Give the pandemic is being transmitted at different speeds across the world, the local context becomes very critical, says Dalal. “The response was very locally focused, in terms of how do customers keep their operations seamless and how do we support them in doing so,” he says.

Since becoming group CFO, Dalal has begun developing a finance function better able to support a more agile organisation. “We deeply encourage our people to think what are the needs of businesses of tomorrow, so we want to equip them to manage and lead in some form of change,” he says.

Alongside RPA (robotic process automation) that Wipro’s finance function had already been using for improving efficiency in areas such as accounts payable and accounts receivable, Dalal says “the AI (artificial intelligence) journey started three years ago.”

“We started to say, can we ask AI to do something not only more complex but also better than the human mind can do?” he says.

The challenge was to predict quarterly revenues to high levels of accuracy. “With this, half a CFO’s problems are solved because they can then  map costs and cash flows accordingly,” says Dalal.

These considerations are vitally important in a business in which he says at any point in time there are between 4,000 and 6,000 projects in the area of complex embedded software. “These could involve problems of maintenance to very complex problems of product development, so it becomes very difficult to predict revenue accurately,” he says.

As a result, Wipro created a revenue prediction algorithm in their artificial intelligence and automation platform called HOLMES to ensure data accuracy that it is now rolling out to clients. It’s an example of the tools that corporates need to navigate the volatile pandemic environment, says Dalal.

“The analytical tools harnessed over the years have enabled companies to respond to the crisis in a more logical, more scientific manner in terms of their decision making,” he adds.

Even four years back, I don’t think we would have been able to offer this kind of information with the sharpness and smartness from leveraging data and other information,” he says.

Positive catalysts

Dalal harbours some uncertainty about near term prospects for the global IT industry. He says: “I don’t know what the real end game of this pandemic is and even when we come back, what shape and form we will come back to,” but is optimistic about the medium term for the sector.

“I feel quite good because I believe there are positive catalysts for the industry. One is that a lot of IT decisions were put on the backburner.
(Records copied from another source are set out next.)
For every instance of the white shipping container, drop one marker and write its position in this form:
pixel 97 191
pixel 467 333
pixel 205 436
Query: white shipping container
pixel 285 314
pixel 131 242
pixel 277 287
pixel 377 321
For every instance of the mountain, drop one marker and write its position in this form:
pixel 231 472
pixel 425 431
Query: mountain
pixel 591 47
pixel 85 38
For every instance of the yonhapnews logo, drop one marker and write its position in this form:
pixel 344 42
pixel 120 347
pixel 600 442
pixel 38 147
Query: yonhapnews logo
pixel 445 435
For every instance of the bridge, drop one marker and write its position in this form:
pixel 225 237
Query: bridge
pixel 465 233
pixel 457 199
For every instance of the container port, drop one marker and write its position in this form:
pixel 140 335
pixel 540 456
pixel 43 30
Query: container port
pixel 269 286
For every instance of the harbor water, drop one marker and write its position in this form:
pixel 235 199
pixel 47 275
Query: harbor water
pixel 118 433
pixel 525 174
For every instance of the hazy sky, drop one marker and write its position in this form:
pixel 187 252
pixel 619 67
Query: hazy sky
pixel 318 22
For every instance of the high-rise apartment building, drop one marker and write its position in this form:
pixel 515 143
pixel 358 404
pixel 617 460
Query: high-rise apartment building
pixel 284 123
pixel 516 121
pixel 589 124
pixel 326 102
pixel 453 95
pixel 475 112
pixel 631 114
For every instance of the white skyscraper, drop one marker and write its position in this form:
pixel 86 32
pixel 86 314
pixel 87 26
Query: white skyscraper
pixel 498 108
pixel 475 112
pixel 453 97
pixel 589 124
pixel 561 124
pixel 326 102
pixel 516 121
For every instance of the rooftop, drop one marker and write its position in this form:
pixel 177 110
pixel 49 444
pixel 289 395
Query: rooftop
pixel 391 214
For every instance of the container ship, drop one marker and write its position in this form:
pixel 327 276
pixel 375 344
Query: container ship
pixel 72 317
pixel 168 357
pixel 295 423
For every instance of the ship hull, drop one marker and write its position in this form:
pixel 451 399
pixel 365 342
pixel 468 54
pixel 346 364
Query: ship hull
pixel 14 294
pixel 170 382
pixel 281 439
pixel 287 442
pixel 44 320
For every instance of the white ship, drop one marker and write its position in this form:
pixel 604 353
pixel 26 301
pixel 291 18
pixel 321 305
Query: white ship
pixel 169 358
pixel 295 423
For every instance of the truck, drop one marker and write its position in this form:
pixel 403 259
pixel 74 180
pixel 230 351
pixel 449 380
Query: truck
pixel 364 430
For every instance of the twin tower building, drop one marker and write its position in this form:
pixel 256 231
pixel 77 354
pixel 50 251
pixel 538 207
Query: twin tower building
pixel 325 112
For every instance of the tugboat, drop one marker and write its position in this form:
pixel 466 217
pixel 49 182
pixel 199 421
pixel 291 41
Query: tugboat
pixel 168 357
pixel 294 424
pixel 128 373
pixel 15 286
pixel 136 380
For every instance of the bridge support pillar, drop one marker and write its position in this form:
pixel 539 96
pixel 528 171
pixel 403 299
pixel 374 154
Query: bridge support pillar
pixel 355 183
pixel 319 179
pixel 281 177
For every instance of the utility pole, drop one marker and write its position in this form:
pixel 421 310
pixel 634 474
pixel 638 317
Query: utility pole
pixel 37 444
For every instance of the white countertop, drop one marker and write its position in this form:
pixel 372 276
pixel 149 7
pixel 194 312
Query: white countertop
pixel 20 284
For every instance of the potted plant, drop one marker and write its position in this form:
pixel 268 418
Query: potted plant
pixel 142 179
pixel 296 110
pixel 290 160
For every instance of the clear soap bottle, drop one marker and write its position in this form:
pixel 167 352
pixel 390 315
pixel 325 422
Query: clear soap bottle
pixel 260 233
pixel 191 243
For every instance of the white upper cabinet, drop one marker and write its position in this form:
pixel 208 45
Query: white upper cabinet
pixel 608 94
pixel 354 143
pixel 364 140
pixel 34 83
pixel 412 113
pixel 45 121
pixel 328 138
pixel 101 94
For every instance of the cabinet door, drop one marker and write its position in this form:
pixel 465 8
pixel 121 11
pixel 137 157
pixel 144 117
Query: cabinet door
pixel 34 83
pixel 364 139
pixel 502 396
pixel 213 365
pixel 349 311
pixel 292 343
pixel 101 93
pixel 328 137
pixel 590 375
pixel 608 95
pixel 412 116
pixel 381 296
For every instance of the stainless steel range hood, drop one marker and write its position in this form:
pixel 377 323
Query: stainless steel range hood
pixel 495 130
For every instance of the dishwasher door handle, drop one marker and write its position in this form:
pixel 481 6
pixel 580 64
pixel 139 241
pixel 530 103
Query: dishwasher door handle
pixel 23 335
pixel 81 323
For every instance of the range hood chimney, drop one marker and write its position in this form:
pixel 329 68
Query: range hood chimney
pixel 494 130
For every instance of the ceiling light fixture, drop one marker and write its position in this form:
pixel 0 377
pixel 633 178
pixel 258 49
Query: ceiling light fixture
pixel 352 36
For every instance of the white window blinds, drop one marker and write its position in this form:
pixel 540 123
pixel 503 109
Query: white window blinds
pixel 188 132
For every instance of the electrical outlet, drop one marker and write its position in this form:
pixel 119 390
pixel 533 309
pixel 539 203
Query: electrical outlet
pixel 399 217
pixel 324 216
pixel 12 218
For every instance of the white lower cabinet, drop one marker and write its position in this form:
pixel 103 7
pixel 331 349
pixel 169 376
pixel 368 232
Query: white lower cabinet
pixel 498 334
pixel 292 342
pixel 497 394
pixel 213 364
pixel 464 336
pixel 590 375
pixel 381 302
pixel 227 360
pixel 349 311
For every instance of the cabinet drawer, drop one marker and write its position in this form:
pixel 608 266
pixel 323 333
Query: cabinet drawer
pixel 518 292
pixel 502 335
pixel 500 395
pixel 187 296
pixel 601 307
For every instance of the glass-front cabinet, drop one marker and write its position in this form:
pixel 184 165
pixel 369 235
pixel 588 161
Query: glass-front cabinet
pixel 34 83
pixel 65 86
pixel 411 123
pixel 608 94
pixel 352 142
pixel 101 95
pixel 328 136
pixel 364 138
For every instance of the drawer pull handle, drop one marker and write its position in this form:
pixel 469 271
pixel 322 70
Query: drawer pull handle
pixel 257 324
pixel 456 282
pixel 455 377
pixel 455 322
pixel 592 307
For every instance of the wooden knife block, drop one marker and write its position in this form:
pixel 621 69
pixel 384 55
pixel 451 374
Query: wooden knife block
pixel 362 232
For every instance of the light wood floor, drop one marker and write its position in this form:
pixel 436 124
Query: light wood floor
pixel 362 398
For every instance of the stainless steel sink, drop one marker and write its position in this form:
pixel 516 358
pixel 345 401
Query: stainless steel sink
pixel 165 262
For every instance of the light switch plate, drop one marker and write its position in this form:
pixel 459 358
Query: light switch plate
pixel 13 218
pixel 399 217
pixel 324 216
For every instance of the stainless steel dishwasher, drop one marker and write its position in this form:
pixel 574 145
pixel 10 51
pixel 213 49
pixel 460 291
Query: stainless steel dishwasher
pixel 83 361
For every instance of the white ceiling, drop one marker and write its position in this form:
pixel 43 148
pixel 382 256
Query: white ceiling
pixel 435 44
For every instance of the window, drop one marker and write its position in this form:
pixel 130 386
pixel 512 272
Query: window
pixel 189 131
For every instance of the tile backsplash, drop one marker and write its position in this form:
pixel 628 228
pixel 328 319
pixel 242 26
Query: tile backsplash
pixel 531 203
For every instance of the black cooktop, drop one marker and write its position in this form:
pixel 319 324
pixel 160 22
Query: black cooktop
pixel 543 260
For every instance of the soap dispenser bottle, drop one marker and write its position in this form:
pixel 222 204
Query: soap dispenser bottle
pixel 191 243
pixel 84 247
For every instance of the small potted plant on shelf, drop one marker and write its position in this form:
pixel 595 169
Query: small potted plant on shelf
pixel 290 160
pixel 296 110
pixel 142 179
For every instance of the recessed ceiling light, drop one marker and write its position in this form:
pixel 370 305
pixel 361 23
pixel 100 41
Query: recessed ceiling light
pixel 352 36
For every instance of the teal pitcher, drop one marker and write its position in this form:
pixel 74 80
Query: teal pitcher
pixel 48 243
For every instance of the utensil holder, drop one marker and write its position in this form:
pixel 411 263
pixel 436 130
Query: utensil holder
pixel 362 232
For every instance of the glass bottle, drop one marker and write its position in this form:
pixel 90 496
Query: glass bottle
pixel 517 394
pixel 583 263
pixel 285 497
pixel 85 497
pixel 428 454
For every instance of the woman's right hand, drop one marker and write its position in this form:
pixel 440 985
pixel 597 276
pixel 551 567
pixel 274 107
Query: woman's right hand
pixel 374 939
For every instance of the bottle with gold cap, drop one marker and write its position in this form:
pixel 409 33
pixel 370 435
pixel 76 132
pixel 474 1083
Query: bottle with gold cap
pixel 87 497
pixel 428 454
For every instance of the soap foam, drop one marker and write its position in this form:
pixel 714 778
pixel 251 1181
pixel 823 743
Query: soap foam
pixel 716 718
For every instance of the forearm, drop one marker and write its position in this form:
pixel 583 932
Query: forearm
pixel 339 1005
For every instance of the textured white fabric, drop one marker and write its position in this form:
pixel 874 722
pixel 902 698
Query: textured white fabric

Therefore there is a hunger to go ahead with some of those long pending IT investments that companies may not have made – especially in the cloud, digital and cyber security spaces,” he says.

Dalal believes most economies in the world will eventually see a growth in economic activity including Wipro’s home market, especially as large scale coronavirus vaccination programmes roll out. “India will actually de-grow this year, maybe anywhere between seven and eight percent in GDP but will bounce back strongly next year,” he says.

“The hope is that although some of the financial bailout packages will continue to reduce over the next few months, we are not yet seeing a scenario where economies are falling off because a rescue package was withdrawn.

“Where I think economies will bounce back is in certain sectors which are still nowhere close to their capacity utilisation, from airlines to hospitality. I think eventually those most affected will be okay by next June or July,” says Dalal, who sits on the investment committee of Wipro Ventures, the group’s $250 million  start-up investment arm.

Considering the experience of the last few months, Dalal says he feels proud that Wipro didn’t have to take any tough action on job security as a result of the pandemic. “We have been able to protect jobs in most parts of the world,” he says.

Dalal says his biggest learning from the crisis period is that the group’s combined strengths could be better harnessed in less uncertain times. “On a normal course, we don’t leverage our collective smartness as well as we do in a crisis, so we should come together just as often when there is no crisis,” he says.